Relatively, for the time period and average wealth of the men in question, these men gave an incredible amount for a child they had no real obligation to. Perhaps seeing the child in person during their procession is what lead to this deviancy, as most men of the time were selfish enough that petty murder was considered normative.

Altogether, Hart’s introspective look at frontier living in the mid 1800’s is one of the more revealing stories in American literature. His work shows us a picture-perfect rendition of the squalor and ruggedness of the normative condition, all the while maintaining his uniquely distant writing style which allows the reader to infer on their own. Despite an undeniably sordid ending, the reader cannot help but see how the child sparked the deviant maternal nature within these men, for the posit of the child. Though his education left much to be desired, it is difficult to hope that a mostly illiterate group of men could raise a literate child.
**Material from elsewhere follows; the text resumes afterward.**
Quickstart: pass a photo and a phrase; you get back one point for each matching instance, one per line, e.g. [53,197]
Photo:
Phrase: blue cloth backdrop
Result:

Though many of the men’s acts would initially be considered absurd, the actions of this all-male dream team do an effective job at moving past the normative deficiencies to recognize and move onto something greater than the status quo. 

Bret Hart’s "The Luck of Roaring Camp" ultimately does an incredibly effective job at revealing the subtle ways in which these men had to embrace deviancy and act maternally for the sake of an orphaned child. Between the alms and the lullabies, The Luck was undeniably well treated for a child in his circumstances:

“Nature was his nurse and playfellow. For him she would let slip between the leaves golden shafts of sunlight that fell just within his grasp… to him the tall redwoods nodded familiarly and sleepily, the bumblebees buzzed, and the rooks cawed a [slumberous] accompaniment.” 

After reading these lines, I was envious of this child, if even for a moment. Truly, what other book can make its reader envious of an orphan born of a prostitute in a secluded settlement of rough and dirty miners?